アメリカ/カナダ 2017
監督 ディーン・イズラライト
脚本 ジョン・ゲイティンズ
日本ではおなじみの「戦隊ヒーローもの」をローカライズしたアメリカのテレビドラマ、パワーレンジャーの劇場映画版。
ちょっとややこしいんですが、東映の手がける子供向け特撮シリーズを改変してアメリカで映画化した、ってわけじゃないんですね。
まずは東映の企画をベースにしたアメリカ版のドラマシリーズが存在してて。
そのドラマの第1シーズンを映画化したのが本作のよう。
テレビドラマシリーズ「パワーレンジャー」はアメリカで最も成功した日本製のコンテンテンツ、と言われてますが、今回初めて最後まで見てみて、ま、意外と言えば意外だったりもしましたね。
というのもですね、驚くほど日本版の戦隊ヒーローものを忠実に踏襲してるから、なんですね。
国産ものとの大きな違いが見いだせない。
5人の仲間の絆でもって悪に立ち向かう、という鉄板の構図がアメリカでも子供達に支持されるというのがなんとも興味深かったり。
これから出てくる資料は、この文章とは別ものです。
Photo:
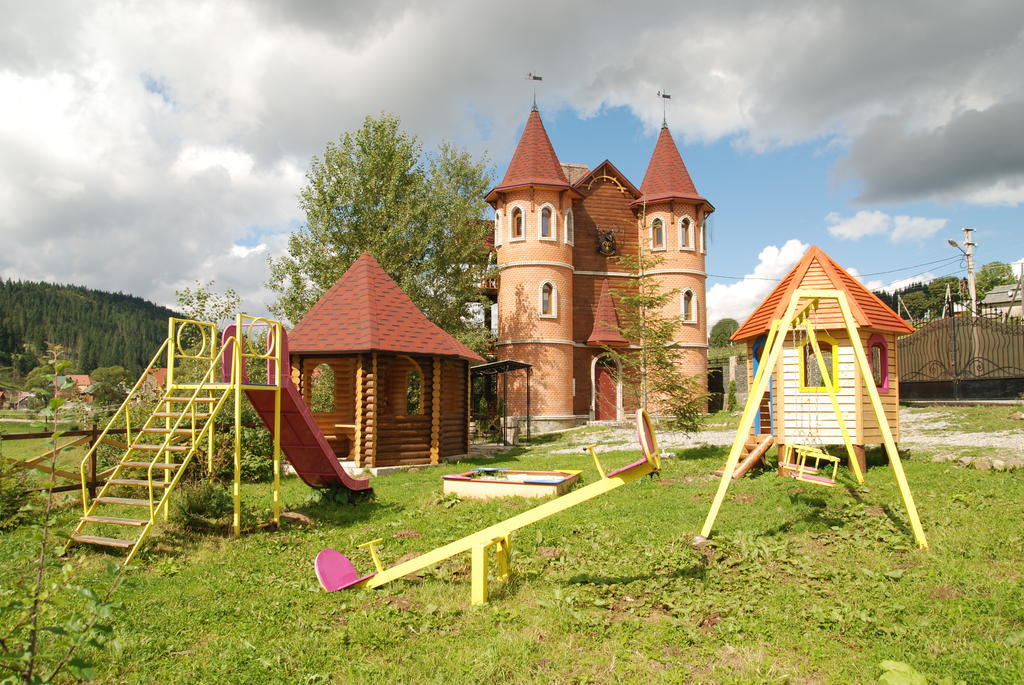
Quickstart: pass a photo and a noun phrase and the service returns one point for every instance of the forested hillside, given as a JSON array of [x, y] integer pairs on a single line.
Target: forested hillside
[[96, 329]]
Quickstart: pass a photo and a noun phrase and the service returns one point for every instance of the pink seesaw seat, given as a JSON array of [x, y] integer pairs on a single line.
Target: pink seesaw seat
[[335, 571]]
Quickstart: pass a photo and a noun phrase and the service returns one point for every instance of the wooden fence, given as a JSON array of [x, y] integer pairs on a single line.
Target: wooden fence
[[79, 438]]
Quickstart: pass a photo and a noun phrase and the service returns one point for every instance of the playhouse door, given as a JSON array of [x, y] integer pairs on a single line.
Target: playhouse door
[[605, 390]]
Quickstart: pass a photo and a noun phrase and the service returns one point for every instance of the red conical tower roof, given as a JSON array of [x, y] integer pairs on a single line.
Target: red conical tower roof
[[535, 162], [606, 322], [365, 310], [667, 177]]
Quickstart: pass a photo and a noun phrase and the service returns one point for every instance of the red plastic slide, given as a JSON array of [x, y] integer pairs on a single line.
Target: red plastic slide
[[301, 440]]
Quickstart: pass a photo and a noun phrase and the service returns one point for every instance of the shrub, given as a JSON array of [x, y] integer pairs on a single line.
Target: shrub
[[14, 495], [203, 507]]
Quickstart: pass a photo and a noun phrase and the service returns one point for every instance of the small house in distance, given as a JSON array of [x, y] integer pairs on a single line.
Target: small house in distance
[[386, 386]]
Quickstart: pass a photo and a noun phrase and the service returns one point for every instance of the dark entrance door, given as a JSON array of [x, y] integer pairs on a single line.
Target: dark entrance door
[[606, 395]]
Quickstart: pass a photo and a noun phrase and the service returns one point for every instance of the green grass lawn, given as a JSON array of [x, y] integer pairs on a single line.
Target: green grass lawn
[[800, 584]]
努力と友情、そして手にする勝利、は世界の共通言語だったか、と。
少年ジャンプ、アメリカで発売したら予想外に売れるんじゃねえか、なんて思ったりも。
なんせ戦隊ヒーローもの、日本じゃ40年近くに渡って連綿と放映され続けてますから、知らない人はほぼ居ないでしょうし、日本人がこの作品を見て意外性、目新しさを感じることってまずないんじゃないか?とは思うんですが、やっぱりね、何が違うって、そりゃもう金のかけ方が違うわけで。
制作費1億2千万ドルで戦隊ものやられた日にゃあ、たとえ大人であろうとも、そのアクションやCGの出来栄えには目を見張る、ってなもの。
特に終盤のお約束な展開、巨大ロボ大激突のシーンなんて、凄え、の一言。
まあ、トランスフォーマーとかパシフィック・リムとか類する作品は色々ありますけど、あのレベルでね、町をぶっ壊しながら巨人の肉弾戦を見せつけられちゃうと「これほんとに戦隊もので合ってる?」という気分にもなろうというもの。
お詳しい方がごらんになれば、日本のシリーズのほうが勝っている点を列挙できたりもするんでしょうけど、私はもうこりゃ本歌取りだ、と思いましたね。
オリジナルも消し飛ぶ迫力とはまさにこのこと。
また、子供向けなりにドラマがしっかりしてたりもするんで、単に派手なだけ、と揶揄できなかったりもしまして。
特に私が驚かされたのは、ブルーレンジャーが発達障害である、という設定。
これね、もし障害に悩む子供が見てたらこんなに勇気づけられるキャラって、ないと思いますね。
ブルーの行動がとても大きな意味を持つ形でストーリーが進行していくのも素晴らしい、と思いましたし。
なかなか日本じゃここまで吹っ切れないと思います。
少なくとも本気で、戦隊ものをアメリカなりに成立させてみせる、という矜持は感じられましたね。
話題先行で安直なリメイクに決してなっていない点は、評価されてしかるべきかと。
しかしまあ、なんと言いますか、愛がありますね。
制作側の誰だかわかりませんけど、ほんとに戦隊ものが好きなんだろうなあ、と。
荒唐無稽で定番で慣れ親しんだいつものアレですけど、侮れない、そんな感触を得た一作でした。
124分、あっという間、でしたね。